Eine echte Herausforderung dürft ihr in Schlacht um Bikini Bottom aber nicht erwarten. Das Spiel ist so konzipiert, dass auch jüngere, eher unerfahrene Zocker zurechtkommen. Es gibt nur einen einzigen Schwierigkeitsgrad, regelmäßige Checkpoints und Extra-Leben en masse - die ingame natürlich die Form von Spongebobs Unterhosen annehmen. Solltet ihr dennoch mal den Löffel abgeben, zieht das keinerlei Konsequenzen nach sich, außer, dass alle Gegner im Bereich respawnen. Das ist schon sehr gnädig. Auch mit den Tutorials haben es die Entwickler wirklich gut gemeint, sodass wirklich alle paar Minuten Erklärungen eingeblendet werden.
Nein, hier ist Patrick!
Der einzige Gameplay-Kniff ist die Aufteilung des Spielgeschehens auf drei verschiedene Hauptfiguren, zwischen denen ihr dynamisch wechseln könnt. So schlüpft ihr auch in die Rollen von Patrick Star und Sandy Cheeks, was euch wiederum Zugriff auf deren individuelle Fähigkeiten gibt. Der Seestern kann etwa Früchte werfen und damit Wippen auslösen, während das Eichhörnchen als gebürtige Texanerin besonders bewandert mit dem Lasso ist.
Quelle: PC Games
Sandy kann ihr Lasso als eine Art Rotor benutzen und so durch die Luft schweben. Außerdem ist sie natürlich ein absolutes Ass in Karate.
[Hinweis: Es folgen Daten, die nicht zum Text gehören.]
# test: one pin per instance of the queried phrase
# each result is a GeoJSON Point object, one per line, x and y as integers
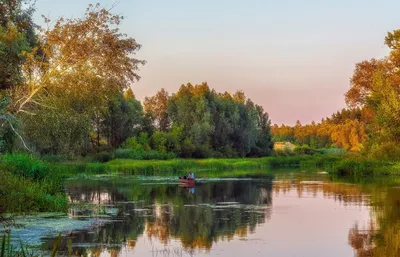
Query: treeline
{"type": "Point", "coordinates": [345, 129]}
{"type": "Point", "coordinates": [195, 122]}
{"type": "Point", "coordinates": [66, 91]}
{"type": "Point", "coordinates": [371, 124]}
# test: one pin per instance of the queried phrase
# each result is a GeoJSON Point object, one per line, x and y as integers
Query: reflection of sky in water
{"type": "Point", "coordinates": [286, 217]}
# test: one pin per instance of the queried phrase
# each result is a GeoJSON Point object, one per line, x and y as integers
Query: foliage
{"type": "Point", "coordinates": [103, 156]}
{"type": "Point", "coordinates": [17, 35]}
{"type": "Point", "coordinates": [157, 108]}
{"type": "Point", "coordinates": [345, 129]}
{"type": "Point", "coordinates": [139, 154]}
{"type": "Point", "coordinates": [81, 66]}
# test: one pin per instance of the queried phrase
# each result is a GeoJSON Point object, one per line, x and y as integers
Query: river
{"type": "Point", "coordinates": [287, 213]}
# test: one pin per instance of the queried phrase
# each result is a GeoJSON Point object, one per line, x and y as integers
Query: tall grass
{"type": "Point", "coordinates": [30, 185]}
{"type": "Point", "coordinates": [155, 167]}
{"type": "Point", "coordinates": [7, 249]}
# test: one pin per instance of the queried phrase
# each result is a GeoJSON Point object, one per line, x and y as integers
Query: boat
{"type": "Point", "coordinates": [187, 181]}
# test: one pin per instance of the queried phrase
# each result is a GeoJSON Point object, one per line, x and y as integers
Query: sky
{"type": "Point", "coordinates": [293, 57]}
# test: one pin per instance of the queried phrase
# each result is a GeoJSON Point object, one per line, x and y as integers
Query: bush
{"type": "Point", "coordinates": [103, 157]}
{"type": "Point", "coordinates": [385, 151]}
{"type": "Point", "coordinates": [54, 158]}
{"type": "Point", "coordinates": [301, 150]}
{"type": "Point", "coordinates": [24, 165]}
{"type": "Point", "coordinates": [96, 168]}
{"type": "Point", "coordinates": [143, 155]}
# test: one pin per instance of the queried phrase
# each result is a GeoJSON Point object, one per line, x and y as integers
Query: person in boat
{"type": "Point", "coordinates": [191, 175]}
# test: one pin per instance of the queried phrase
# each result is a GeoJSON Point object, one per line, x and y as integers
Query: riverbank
{"type": "Point", "coordinates": [34, 185]}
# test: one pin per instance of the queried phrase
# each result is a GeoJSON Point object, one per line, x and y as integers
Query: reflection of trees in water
{"type": "Point", "coordinates": [167, 212]}
{"type": "Point", "coordinates": [381, 238]}
{"type": "Point", "coordinates": [344, 193]}
{"type": "Point", "coordinates": [386, 232]}
{"type": "Point", "coordinates": [201, 225]}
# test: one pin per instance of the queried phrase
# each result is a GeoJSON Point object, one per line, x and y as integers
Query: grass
{"type": "Point", "coordinates": [158, 167]}
{"type": "Point", "coordinates": [7, 249]}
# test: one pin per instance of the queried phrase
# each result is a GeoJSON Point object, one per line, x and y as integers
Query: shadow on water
{"type": "Point", "coordinates": [118, 212]}
{"type": "Point", "coordinates": [196, 216]}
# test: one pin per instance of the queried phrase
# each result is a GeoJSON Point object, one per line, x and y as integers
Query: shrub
{"type": "Point", "coordinates": [25, 165]}
{"type": "Point", "coordinates": [97, 168]}
{"type": "Point", "coordinates": [385, 151]}
{"type": "Point", "coordinates": [103, 157]}
{"type": "Point", "coordinates": [301, 150]}
{"type": "Point", "coordinates": [143, 155]}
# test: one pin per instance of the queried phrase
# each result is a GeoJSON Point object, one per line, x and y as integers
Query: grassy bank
{"type": "Point", "coordinates": [140, 167]}
{"type": "Point", "coordinates": [30, 185]}
{"type": "Point", "coordinates": [33, 185]}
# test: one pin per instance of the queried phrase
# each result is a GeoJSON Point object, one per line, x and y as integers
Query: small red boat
{"type": "Point", "coordinates": [187, 181]}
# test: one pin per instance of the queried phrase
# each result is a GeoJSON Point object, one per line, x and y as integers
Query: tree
{"type": "Point", "coordinates": [157, 107]}
{"type": "Point", "coordinates": [86, 63]}
{"type": "Point", "coordinates": [17, 35]}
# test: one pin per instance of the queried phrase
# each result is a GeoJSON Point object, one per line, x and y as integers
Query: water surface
{"type": "Point", "coordinates": [279, 214]}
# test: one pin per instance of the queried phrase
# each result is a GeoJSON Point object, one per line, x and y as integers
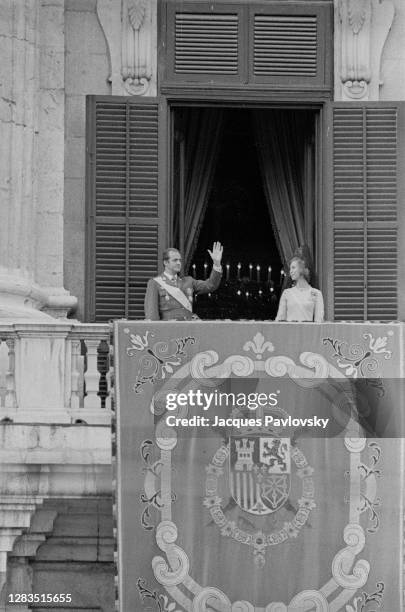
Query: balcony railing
{"type": "Point", "coordinates": [55, 373]}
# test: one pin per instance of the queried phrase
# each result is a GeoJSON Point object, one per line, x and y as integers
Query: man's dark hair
{"type": "Point", "coordinates": [166, 253]}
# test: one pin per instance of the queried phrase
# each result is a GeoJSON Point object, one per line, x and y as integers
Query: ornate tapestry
{"type": "Point", "coordinates": [261, 507]}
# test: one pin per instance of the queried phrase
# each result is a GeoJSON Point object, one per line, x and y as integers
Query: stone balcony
{"type": "Point", "coordinates": [55, 432]}
{"type": "Point", "coordinates": [55, 373]}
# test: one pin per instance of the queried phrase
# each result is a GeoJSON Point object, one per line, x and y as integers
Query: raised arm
{"type": "Point", "coordinates": [319, 308]}
{"type": "Point", "coordinates": [212, 283]}
{"type": "Point", "coordinates": [152, 301]}
{"type": "Point", "coordinates": [282, 308]}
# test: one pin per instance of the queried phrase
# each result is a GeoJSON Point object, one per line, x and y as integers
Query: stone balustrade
{"type": "Point", "coordinates": [55, 373]}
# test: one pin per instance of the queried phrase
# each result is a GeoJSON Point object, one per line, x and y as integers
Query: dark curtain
{"type": "Point", "coordinates": [285, 148]}
{"type": "Point", "coordinates": [201, 129]}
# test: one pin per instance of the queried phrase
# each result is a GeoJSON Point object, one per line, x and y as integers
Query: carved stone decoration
{"type": "Point", "coordinates": [362, 27]}
{"type": "Point", "coordinates": [130, 28]}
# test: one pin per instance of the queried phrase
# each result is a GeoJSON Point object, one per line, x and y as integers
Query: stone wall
{"type": "Point", "coordinates": [77, 558]}
{"type": "Point", "coordinates": [86, 72]}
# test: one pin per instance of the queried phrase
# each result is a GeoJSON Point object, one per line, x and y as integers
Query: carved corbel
{"type": "Point", "coordinates": [363, 26]}
{"type": "Point", "coordinates": [130, 28]}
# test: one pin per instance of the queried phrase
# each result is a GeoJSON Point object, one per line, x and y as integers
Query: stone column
{"type": "Point", "coordinates": [31, 149]}
{"type": "Point", "coordinates": [361, 30]}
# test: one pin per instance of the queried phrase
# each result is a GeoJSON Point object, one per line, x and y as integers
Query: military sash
{"type": "Point", "coordinates": [176, 293]}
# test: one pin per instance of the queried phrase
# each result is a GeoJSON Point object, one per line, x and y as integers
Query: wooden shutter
{"type": "Point", "coordinates": [289, 44]}
{"type": "Point", "coordinates": [284, 44]}
{"type": "Point", "coordinates": [204, 42]}
{"type": "Point", "coordinates": [123, 228]}
{"type": "Point", "coordinates": [365, 211]}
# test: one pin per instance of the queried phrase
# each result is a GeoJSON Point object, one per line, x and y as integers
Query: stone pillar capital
{"type": "Point", "coordinates": [361, 30]}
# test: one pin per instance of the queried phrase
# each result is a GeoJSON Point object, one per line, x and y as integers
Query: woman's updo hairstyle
{"type": "Point", "coordinates": [305, 268]}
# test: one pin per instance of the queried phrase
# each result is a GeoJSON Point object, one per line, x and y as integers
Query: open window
{"type": "Point", "coordinates": [351, 206]}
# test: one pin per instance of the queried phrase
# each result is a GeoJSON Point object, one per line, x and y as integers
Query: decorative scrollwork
{"type": "Point", "coordinates": [258, 346]}
{"type": "Point", "coordinates": [315, 598]}
{"type": "Point", "coordinates": [155, 502]}
{"type": "Point", "coordinates": [355, 540]}
{"type": "Point", "coordinates": [162, 602]}
{"type": "Point", "coordinates": [360, 603]}
{"type": "Point", "coordinates": [156, 361]}
{"type": "Point", "coordinates": [358, 361]}
{"type": "Point", "coordinates": [210, 596]}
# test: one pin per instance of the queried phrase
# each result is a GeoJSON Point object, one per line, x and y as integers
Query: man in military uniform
{"type": "Point", "coordinates": [170, 297]}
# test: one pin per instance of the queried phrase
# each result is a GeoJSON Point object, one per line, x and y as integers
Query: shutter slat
{"type": "Point", "coordinates": [206, 42]}
{"type": "Point", "coordinates": [365, 192]}
{"type": "Point", "coordinates": [126, 188]}
{"type": "Point", "coordinates": [285, 45]}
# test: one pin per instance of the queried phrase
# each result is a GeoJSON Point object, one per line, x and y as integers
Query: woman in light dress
{"type": "Point", "coordinates": [301, 302]}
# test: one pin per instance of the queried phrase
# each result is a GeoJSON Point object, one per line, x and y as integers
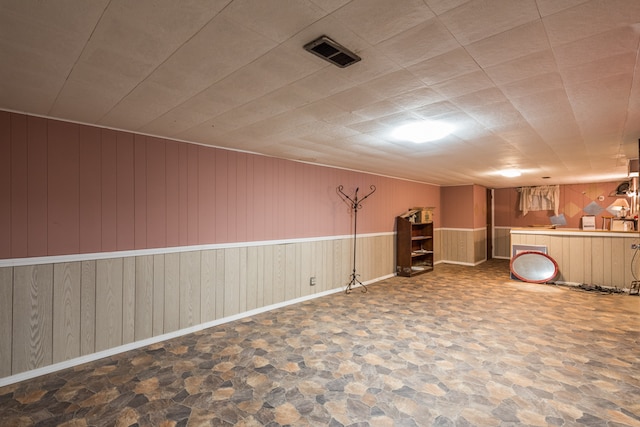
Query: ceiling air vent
{"type": "Point", "coordinates": [331, 51]}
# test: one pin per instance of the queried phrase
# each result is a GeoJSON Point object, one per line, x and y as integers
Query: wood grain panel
{"type": "Point", "coordinates": [252, 278]}
{"type": "Point", "coordinates": [5, 185]}
{"type": "Point", "coordinates": [88, 308]}
{"type": "Point", "coordinates": [231, 281]}
{"type": "Point", "coordinates": [109, 307]}
{"type": "Point", "coordinates": [19, 187]}
{"type": "Point", "coordinates": [90, 186]}
{"type": "Point", "coordinates": [208, 286]}
{"type": "Point", "coordinates": [172, 294]}
{"type": "Point", "coordinates": [128, 299]}
{"type": "Point", "coordinates": [6, 320]}
{"type": "Point", "coordinates": [32, 317]}
{"type": "Point", "coordinates": [279, 273]}
{"type": "Point", "coordinates": [189, 289]}
{"type": "Point", "coordinates": [291, 286]}
{"type": "Point", "coordinates": [125, 182]}
{"type": "Point", "coordinates": [268, 275]}
{"type": "Point", "coordinates": [260, 267]}
{"type": "Point", "coordinates": [67, 317]}
{"type": "Point", "coordinates": [158, 294]}
{"type": "Point", "coordinates": [242, 280]}
{"type": "Point", "coordinates": [219, 283]}
{"type": "Point", "coordinates": [37, 186]}
{"type": "Point", "coordinates": [144, 302]}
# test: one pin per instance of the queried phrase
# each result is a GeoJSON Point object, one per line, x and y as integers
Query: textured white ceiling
{"type": "Point", "coordinates": [548, 86]}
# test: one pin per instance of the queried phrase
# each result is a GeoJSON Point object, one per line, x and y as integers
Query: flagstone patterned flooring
{"type": "Point", "coordinates": [459, 346]}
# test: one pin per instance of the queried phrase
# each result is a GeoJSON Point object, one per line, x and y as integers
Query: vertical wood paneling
{"type": "Point", "coordinates": [67, 317]}
{"type": "Point", "coordinates": [37, 187]}
{"type": "Point", "coordinates": [191, 191]}
{"type": "Point", "coordinates": [221, 191]}
{"type": "Point", "coordinates": [125, 181]}
{"type": "Point", "coordinates": [290, 278]}
{"type": "Point", "coordinates": [173, 193]}
{"type": "Point", "coordinates": [6, 320]}
{"type": "Point", "coordinates": [279, 272]}
{"type": "Point", "coordinates": [32, 317]}
{"type": "Point", "coordinates": [231, 198]}
{"type": "Point", "coordinates": [186, 221]}
{"type": "Point", "coordinates": [207, 214]}
{"type": "Point", "coordinates": [231, 281]}
{"type": "Point", "coordinates": [189, 289]}
{"type": "Point", "coordinates": [268, 273]}
{"type": "Point", "coordinates": [109, 188]}
{"type": "Point", "coordinates": [158, 294]}
{"type": "Point", "coordinates": [19, 189]}
{"type": "Point", "coordinates": [208, 286]}
{"type": "Point", "coordinates": [64, 198]}
{"type": "Point", "coordinates": [253, 276]}
{"type": "Point", "coordinates": [88, 308]}
{"type": "Point", "coordinates": [90, 186]}
{"type": "Point", "coordinates": [172, 293]}
{"type": "Point", "coordinates": [244, 212]}
{"type": "Point", "coordinates": [219, 283]}
{"type": "Point", "coordinates": [261, 276]}
{"type": "Point", "coordinates": [144, 302]}
{"type": "Point", "coordinates": [140, 191]}
{"type": "Point", "coordinates": [242, 280]}
{"type": "Point", "coordinates": [5, 185]}
{"type": "Point", "coordinates": [618, 265]}
{"type": "Point", "coordinates": [128, 299]}
{"type": "Point", "coordinates": [109, 307]}
{"type": "Point", "coordinates": [156, 194]}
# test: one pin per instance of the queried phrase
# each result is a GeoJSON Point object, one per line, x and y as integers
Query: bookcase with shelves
{"type": "Point", "coordinates": [414, 246]}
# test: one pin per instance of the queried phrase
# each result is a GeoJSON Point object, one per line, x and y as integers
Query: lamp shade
{"type": "Point", "coordinates": [620, 204]}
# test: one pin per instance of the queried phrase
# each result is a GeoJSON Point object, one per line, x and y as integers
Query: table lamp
{"type": "Point", "coordinates": [621, 206]}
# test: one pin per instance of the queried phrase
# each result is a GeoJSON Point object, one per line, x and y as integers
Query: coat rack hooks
{"type": "Point", "coordinates": [355, 204]}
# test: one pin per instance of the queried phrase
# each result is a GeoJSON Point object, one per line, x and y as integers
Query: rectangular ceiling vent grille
{"type": "Point", "coordinates": [331, 51]}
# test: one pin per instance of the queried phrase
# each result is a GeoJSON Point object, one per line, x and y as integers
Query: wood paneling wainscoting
{"type": "Point", "coordinates": [56, 310]}
{"type": "Point", "coordinates": [587, 257]}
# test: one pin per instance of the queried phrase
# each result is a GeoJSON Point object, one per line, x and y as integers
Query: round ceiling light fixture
{"type": "Point", "coordinates": [423, 131]}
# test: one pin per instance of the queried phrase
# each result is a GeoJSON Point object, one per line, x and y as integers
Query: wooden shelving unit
{"type": "Point", "coordinates": [414, 247]}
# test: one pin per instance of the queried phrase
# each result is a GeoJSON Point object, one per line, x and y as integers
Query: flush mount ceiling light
{"type": "Point", "coordinates": [423, 131]}
{"type": "Point", "coordinates": [331, 51]}
{"type": "Point", "coordinates": [510, 173]}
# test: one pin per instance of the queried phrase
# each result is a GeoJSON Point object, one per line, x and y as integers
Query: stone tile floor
{"type": "Point", "coordinates": [459, 346]}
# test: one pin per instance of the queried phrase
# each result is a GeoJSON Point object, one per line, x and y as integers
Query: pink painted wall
{"type": "Point", "coordinates": [67, 188]}
{"type": "Point", "coordinates": [457, 206]}
{"type": "Point", "coordinates": [573, 199]}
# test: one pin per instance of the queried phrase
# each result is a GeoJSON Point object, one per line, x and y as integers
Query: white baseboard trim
{"type": "Point", "coordinates": [33, 373]}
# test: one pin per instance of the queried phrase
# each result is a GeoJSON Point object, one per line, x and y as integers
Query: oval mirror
{"type": "Point", "coordinates": [534, 267]}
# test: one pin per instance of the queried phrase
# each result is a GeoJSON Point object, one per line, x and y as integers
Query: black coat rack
{"type": "Point", "coordinates": [354, 204]}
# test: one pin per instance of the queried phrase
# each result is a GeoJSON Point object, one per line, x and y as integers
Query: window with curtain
{"type": "Point", "coordinates": [541, 198]}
Der gute Spongebob bekommt von seinem Freund Kumpelblase sogar vereinzelt neue Tricks beigebracht - beispielsweise eine Art Seifenblasen-Zielsuchrakete, mit der ihr entfernte Schalter aktivieren könnt. So erschließt ihr euch im Spielverlauf immer neue Wege, wodurch an manchen Stellen sogar so etwas wie Backtracking aufkommt. Hier aber auch nur von leichten Metroidvania-Elementen zu sprechen, würde wohl den unbändigen Zorn von Kollege Felix Schütz auf mich ziehen.
F ist für Freunde
Entsprechend seid ihr durch die Story in maximal zehn Stunden durch. Spongebob Schwammkopf: Schlacht um Bikini Bottom Rehydrated ist also ein eher kurzes Vergnügen. Die Spielzeit wird durch ein paar Sammelaufgaben zwar noch künstlich gestreckt. Mehr als ein nettes Extra sind Gold-Trophäen für das Finden aller Goldenen Pfannenwender, Patricks Socken oder glänzenden Objekte jedoch nicht. Selbst wenn ihr mit letzteren immerhin ein Kino-Ticket kaufen und im Filmsaal dann ein paar Konzept-Zeichnungen bewundern dürft.
Auch der komplett neue Multiplayer -Part, der sowohl lokal als auch online funktioniert, ist kaum der Rede wert. Der Hordenmodus, in dem ihr euch zu zweit durch Wellen von Angreifern prügelt, wird schnell repetitiv und lohnt sich eigentlich nur für Hardcore-Fans, die mal einen Blick auf Roboter-Thaddäus oder Patricks Eiscreme-Traumwelt werfen wollen - Content, der im Original gestrichen, jetzt aber nochmal wiederverwendet wurde.
Quelle: PC Games
Im neuen Multiplayer-Modus könnt ihr euch zu zweit dem fiesen Robo-Thaddäus und seiner Blech-Armee stellen.
Die mangelnde Tiefe und kleinere technische Unsauberkeiten wie zum Beispiel verbuggte Gegner, nachladende Texturen oder sich wiederholende Sprach-Samples verzeiht man dem Spiel aber gerne. Schließlich gleicht Schlacht um Bikini Bottom Rehydrated diese doch mit jeder Menge Fan-Service aus. Der remasterte Soundtrack sowie wie die komplett neue Vertonung zaubern Verehrern der Fernseh-Vorlage ein Lächeln ins Gesicht. War das Original für PS2, Xbox und Gamecube noch mit komplett fremden Sprechern besetzt, kommt jetzt der offizielle Cast rund um die Quietschestimme von Santiago Ziesmer zum Einsatz. Der bringt die nötige Portion Charme und Humor mit und sorgt so für ein rundum stimmiges Spongebob-Spielerlebnis. Dafür ist der Preis von aktuell knapp 30 Euro absolut vertretbar.